There are no good indexing or storage options available today. Apart from these tools, there is also a need for decentralized solutions. Currently blockchain nodes are centralized, another area that needs urgent investment according to Stan.
Pointing to the rise of Multi-Signature (MultiSig) wallets, Stan explained how five years ago only bitcoin had a MultiSig, it was only later that Ethereum allowed for this technology. Today we take it for granted that you can use multisig wallets. However, Stan pointed out, this technology is only four years old. With time the technology will improve, allowing one billion people to be onboarded. But it all takes time.
Bringing Real World Assets into DeFi
Stan believes it is simply too early to facilitate ‘off-chain’ assets like bonds or community projects into DeFi on a large scale. He believes that the infrastructure is simply not in place yet.
“We need to build the essential tools necessary to provide a smooth and seamless experience in order to not disappoint the next wave of 1 billion people that want to onboard into the crypto space.” Stan highlighted.
Companies like Centrifuge, who are working with MakerDAO, are already trying to bring off-chain projects into the DeFi space. So far, we are talking a few hundred million dollars’ worth of projects, which is a start, but nowhere near the scale that we will see one day.

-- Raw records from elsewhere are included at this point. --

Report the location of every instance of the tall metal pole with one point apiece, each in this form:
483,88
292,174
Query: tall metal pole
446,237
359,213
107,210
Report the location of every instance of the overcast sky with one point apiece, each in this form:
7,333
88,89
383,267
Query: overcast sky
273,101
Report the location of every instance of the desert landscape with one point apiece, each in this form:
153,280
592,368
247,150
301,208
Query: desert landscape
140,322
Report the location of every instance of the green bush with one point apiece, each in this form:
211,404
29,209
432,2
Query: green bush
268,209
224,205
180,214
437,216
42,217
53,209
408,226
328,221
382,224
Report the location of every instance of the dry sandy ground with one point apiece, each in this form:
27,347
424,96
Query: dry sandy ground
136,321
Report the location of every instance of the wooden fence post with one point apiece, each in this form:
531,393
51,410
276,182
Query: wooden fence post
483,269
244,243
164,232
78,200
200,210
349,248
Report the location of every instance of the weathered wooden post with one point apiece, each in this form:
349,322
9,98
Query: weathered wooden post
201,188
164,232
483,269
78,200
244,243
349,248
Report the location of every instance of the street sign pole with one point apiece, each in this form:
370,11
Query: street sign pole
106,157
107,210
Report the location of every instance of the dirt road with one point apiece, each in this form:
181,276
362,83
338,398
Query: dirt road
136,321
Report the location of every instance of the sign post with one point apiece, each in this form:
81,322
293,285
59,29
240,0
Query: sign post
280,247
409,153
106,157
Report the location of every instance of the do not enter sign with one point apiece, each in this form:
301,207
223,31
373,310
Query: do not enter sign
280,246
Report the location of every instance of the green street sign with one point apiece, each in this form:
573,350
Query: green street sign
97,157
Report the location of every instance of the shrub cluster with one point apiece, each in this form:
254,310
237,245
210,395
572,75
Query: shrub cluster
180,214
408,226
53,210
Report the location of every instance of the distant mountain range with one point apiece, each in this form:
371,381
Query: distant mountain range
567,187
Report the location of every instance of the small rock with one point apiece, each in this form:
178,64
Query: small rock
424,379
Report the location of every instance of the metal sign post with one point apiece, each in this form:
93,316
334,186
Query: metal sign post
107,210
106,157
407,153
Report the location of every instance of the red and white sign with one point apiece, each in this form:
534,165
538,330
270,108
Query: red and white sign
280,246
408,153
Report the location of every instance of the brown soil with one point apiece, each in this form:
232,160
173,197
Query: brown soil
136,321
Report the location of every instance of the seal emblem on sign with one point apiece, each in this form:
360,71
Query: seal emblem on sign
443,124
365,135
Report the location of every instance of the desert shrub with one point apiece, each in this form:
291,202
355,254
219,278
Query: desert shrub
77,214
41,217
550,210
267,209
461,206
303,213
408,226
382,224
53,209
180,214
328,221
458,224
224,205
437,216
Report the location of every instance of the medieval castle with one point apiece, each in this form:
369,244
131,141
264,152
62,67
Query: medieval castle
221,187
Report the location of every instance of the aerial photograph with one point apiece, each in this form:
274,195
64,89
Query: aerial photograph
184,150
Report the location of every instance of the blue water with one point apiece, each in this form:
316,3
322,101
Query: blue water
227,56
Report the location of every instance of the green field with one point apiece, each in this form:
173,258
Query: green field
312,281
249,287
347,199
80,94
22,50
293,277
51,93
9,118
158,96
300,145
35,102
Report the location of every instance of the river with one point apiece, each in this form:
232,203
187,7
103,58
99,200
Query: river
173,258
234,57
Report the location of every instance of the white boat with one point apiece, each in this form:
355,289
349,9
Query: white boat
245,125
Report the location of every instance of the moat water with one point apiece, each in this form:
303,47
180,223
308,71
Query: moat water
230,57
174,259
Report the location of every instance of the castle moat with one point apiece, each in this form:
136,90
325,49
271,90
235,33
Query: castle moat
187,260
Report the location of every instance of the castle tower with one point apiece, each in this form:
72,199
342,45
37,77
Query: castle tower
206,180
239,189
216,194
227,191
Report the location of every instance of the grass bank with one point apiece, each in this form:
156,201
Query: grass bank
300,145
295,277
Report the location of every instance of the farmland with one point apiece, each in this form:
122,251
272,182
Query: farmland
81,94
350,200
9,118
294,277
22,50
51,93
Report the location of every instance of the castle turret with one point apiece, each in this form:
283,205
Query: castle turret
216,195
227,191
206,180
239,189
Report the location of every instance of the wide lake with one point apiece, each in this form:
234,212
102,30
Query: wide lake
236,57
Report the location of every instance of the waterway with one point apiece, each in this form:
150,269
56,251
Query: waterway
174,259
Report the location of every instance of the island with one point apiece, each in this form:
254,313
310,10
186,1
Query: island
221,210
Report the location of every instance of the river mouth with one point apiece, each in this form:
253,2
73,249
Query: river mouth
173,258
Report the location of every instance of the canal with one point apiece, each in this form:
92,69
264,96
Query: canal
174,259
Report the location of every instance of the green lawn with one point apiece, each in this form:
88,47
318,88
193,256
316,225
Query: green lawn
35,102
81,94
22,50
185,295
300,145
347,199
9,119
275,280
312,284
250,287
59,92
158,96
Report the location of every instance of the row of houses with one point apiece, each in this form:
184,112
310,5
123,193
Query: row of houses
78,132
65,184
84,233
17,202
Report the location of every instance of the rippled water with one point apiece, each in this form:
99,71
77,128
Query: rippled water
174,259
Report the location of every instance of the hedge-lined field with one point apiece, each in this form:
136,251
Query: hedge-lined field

“We need time,” elaborated Stan drawing comparisons to the dotcom bubble. Back in 2000 the internet was all the craze. It was the future. However, the initial promise of the internet took much longer to realise than people at first thought. It is only really today that the internet has penetrated a large part of the global population. DeFi has this promise too, but it’s only been four years. Stan reiterated the need for a patient approach to the building of the essential infrastructure elements of the crypto ecosystem. Something that Kommune DAO will be helping to fund.